If you use one of our data dumps, we will provide you with both an OXL file and a Neo4j datadump that was generated from the OXL (and the RDF dump too, which, in addition to being useful in itself, is an intermediate). If you want to work with your own dataset, you'll have to convert your OXL.

This is how it works:

Performance tuning and troubleshooting

Several of the considerations made for the state machine traverser apply to the Cypher traverser as well. Namely, the more paths you match, the more time you need, similarly for the number of seed genes or the number of semantic motifs (ie, Cypher queries).

Similarly, you should keep the length of paths under control, in particular when defining self-loops.

In addition to that, you've to be careful with using Cypher. As most of expressive query languages, it's easy to write badly performing queries. Have a look at literature like this or this.
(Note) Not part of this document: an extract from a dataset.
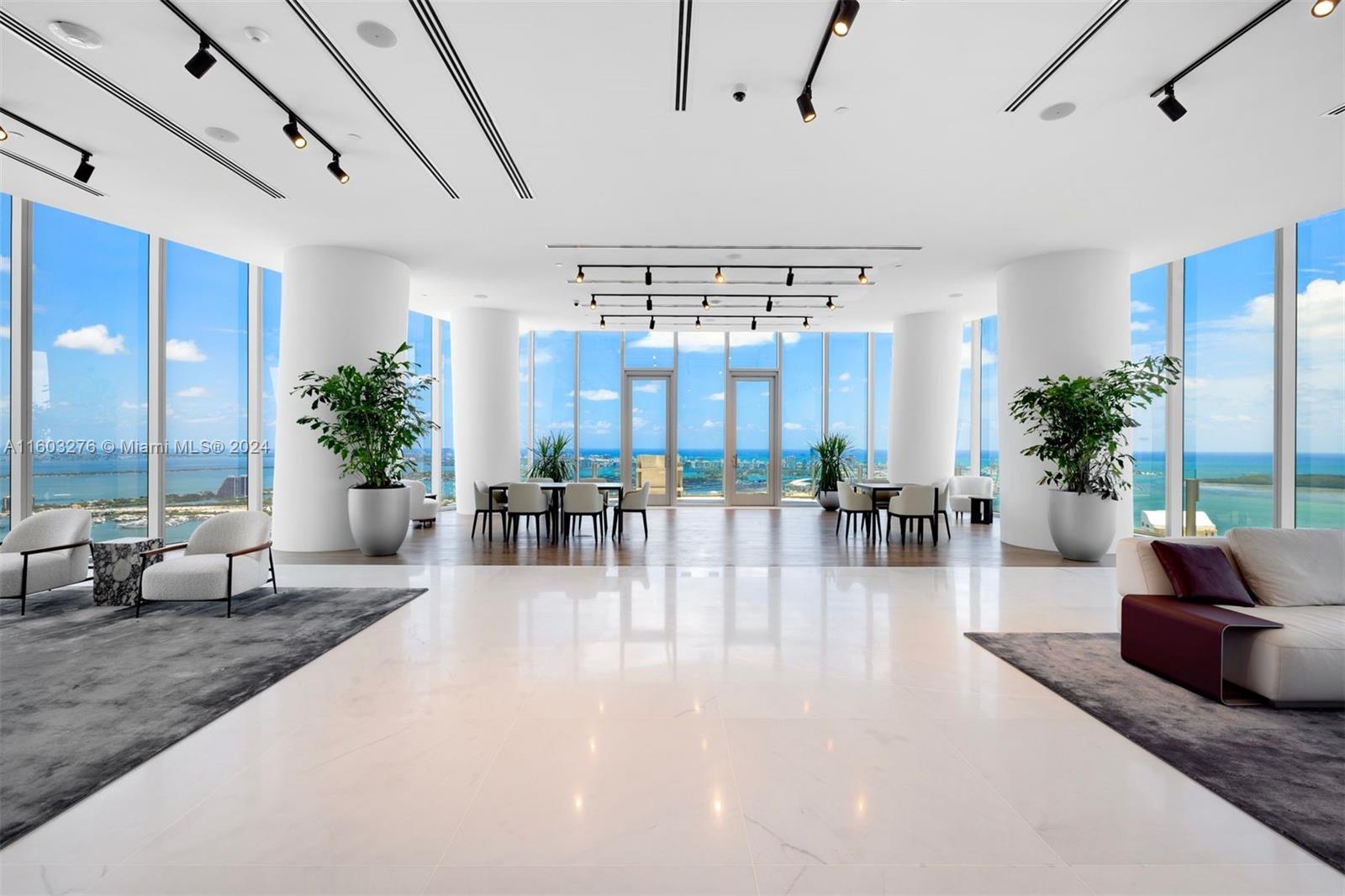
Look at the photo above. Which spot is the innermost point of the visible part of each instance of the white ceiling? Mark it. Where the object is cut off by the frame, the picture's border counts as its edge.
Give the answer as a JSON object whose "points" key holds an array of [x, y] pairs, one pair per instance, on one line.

Regarding this point, the OXL converter indexes the iri attributes and those Ondex attributes that have the flag 'index' set.

There are a bunch of other Cypher traverser parameters that can be fine-tuned and which affect its performance by changing aspects like the degree of parallelism, the gene batch and page size used for Cypher queries, a timeout that trades a percentage of failed queries (missed semantic motifs) with speed. Such parameters are described in the configuration file used with Cypher tests. Beware that the defaults we already provide are based on extensive tests and we expect they will be good in most cases where you use the community edition of Neo4j. If you've the enterprise edition instead, which exploits all its available cores without commercial restrictions, you might want to try bigger values for the queryThreadPoolSize.

Knetminer logs and performance reporter

By default, the cypher traverser query writes a performance report when it finishes it job. This is a CSV table, listing things like how much time each query took to run, the number of paths it retrieved, the average path length, how many times a query timed out. This can be very useful to check if all queries complete correctly and to optimise performance.

timeoutReportPathTemplate is a similar option, which can be used to obtain detailed reports for each query that times out.

The Cypher debugger

In addition to working with configuration and log files, you can debug/troubleshoot the queries passed to Cypher traverser by means of a debugger tool. This can be enabled by setting the knetminer.backend.cypherDebugger.enabled Maven property in your dataset Maven settings (which, as usually, is injected into data-source.xml). When this is active, point your browser to http://<server-prefix>/client/cydebug/ and you'll see an interface where you can define a new set of queries and re-initialise Knetminer with them, to obtain a performance report at the end.

The Knetminer running on the same server will now base its searches on the semantic motifs computed from te queries you passed it via the Cypher Debugger.

WARNING: if not already clear, this tool destroys the server-configured queries and re-generates semantic motifs based on the new ones. If the latter are just a bunch of tests, likely, the resulting Knetminer will not yield the results you expect. This also means that enabling the Cypher debugger on a production server is a security threat, since the corresponding web interface isn't protected at all (it's supposed to be used in a trusted intranet) and hence anyone could try to use it to empty the semantic motif queries and their results that your Knetminer relies on, which of course will disrupt the application badly.